Each of the two resistances is proportional to a separate lumped contant that contains information about your mass and tire pressure and quality (rolling resistance) and your effective "aeroness" (wind resistance).
The rolling resistance is generally assumed to be strictly linear with mass, i.e., W/kg is the term that matters (not absolute W)
For the wind resistance, you need something to stand in as a proxy for "aeroness", which is often called proportional to "effective frontal area". If you think about it, all other things being equal, there's a relationship between how massive you are and your "area". Unfortunately, it's not strictly linear (or square, or whatever).
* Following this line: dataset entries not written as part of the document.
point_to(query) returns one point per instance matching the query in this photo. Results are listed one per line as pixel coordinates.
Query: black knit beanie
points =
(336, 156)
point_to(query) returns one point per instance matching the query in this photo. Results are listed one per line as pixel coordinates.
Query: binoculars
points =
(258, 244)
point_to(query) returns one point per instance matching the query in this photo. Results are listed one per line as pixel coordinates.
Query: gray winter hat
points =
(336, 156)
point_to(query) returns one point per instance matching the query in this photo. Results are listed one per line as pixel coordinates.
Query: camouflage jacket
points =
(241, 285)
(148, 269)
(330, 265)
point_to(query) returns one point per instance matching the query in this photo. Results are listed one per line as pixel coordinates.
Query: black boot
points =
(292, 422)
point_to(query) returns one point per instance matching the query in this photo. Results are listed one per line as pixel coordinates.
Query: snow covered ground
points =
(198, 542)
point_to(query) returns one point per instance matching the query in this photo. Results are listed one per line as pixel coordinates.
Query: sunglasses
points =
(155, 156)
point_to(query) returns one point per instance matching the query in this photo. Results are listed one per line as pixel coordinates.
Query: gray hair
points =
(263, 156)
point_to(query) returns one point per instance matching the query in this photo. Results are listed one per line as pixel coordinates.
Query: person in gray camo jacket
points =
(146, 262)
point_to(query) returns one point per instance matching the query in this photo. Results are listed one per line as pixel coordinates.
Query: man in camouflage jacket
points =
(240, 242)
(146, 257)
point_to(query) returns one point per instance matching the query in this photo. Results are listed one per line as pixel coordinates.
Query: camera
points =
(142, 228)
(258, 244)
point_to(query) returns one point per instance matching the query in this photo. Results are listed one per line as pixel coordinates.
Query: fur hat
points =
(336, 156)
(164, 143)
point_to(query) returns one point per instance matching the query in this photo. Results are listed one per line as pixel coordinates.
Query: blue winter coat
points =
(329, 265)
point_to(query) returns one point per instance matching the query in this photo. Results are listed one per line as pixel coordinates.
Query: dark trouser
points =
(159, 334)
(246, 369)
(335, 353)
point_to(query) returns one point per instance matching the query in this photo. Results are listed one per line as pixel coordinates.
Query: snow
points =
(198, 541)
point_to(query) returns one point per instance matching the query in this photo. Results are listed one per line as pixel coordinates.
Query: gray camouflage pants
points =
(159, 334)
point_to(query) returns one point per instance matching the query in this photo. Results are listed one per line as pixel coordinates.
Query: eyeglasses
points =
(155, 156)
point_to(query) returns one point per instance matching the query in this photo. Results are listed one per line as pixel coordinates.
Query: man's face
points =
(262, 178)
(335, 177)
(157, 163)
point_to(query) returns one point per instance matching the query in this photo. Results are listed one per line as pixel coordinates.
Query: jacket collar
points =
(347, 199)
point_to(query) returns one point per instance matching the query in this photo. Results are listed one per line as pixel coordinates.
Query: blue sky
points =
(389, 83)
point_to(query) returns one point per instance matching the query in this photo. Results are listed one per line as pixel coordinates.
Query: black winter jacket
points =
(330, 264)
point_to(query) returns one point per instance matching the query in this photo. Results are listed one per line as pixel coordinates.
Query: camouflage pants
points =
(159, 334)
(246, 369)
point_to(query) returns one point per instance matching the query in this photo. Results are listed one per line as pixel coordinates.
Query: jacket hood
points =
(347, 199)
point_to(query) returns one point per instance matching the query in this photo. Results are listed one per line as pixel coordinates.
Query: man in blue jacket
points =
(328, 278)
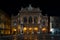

If frontal area and kg were directly proportional, then we could use W/kg as a direct stand in. If frontal area were unrelated to your mass, then we could use absolute watts as a stand in. Neither is the case, but W/kg is a BETTER stand in than absolute watts...
Thus, generally, W/kg works better as a handy approximation tool than absolute watts, with the following provisos:
1) We have been assuming no mechanical loss in the bike, but there is a mechanical loss of a few %.
2) We have been assuming that the bike has no mass, but the bike DOES have mass. So for rolling resistance and gravity, it's really W/(kg of body + kg of bike)
Both of these tend to make W/kg fail because we don't include the ~8 kg of the bike, and they make the term look closer to just absolute W (which would be the case if your bike weighed a LOT more than you, instead of the other way around).
The other place that it makes it look more like W than W/kg is that there is a minimum velocity required to keep the bike going (and not topple over), so if that's below some fraction of your FTP, you have to use a proportionately higher fraction of your FTP than your heavier, more powerful rider next to you sometimes.
Anyway, that's a very long explanation, but no... I didn't mean "absolute W" on the Flat... unless the "extra" kg are making you ONLY longer and not wider at all. :-)
Cheers,
Wm
I realize it is more complicated than my generalization above. I was merely pointing out that watts are the determining factor when it comes to speed on the flats.
It seems you are saying that is not the case and W/kg are a better determinant. So are you saying on a flat, assuming we are basically the same aerodynamically, you will always ride faster than me because you have a higher W/kg? I was always told, and have read here a bunch of times, that the people with higher FTP will go faster on the flats. And on the hills W/kg would be a bigger factor. You are telling me that is not correct. Is that what you are saying? Am I misunderstanding?
What William is getting at is that it's more than just W, but not as simple as W/kg. It is really watts per cross-sectional area, and cross-sectional area goes up as kg goes up. So W/kg is the best way of describing it. If you are talking about vey big differences in weight, then it's a good way of comparing. Small differences in weight, and it's pretty much just about watts.
The best way to learn this stuff is to experience it by riding with a variety of different people. Big, small, fat, skinny, strong and not so. You'll instinctively learn where w/kg is more important that absolute watts, witness how some folks pay a penalty for not being aero, etc. You'll also learn to sorta ballpark someone's FTP as you ride them more often. Very convenient for long climbs and other hard rides, as you can tell when someone is working too hard and it's only a matter of time before they come back to you.
But to answer your question specifically:
If you and I have the same aerodynamics, then whoever has biggest watts wins....making the further reasonable assumption that we are talking about realistic bike velocities where the air resistance is much more important than rolling and mechanical resistances.
But the supposition that you and I have the same aerodynamics is a huge one...and the W/kg is kind of an imperfect stand in for Watts/cross-sectional area.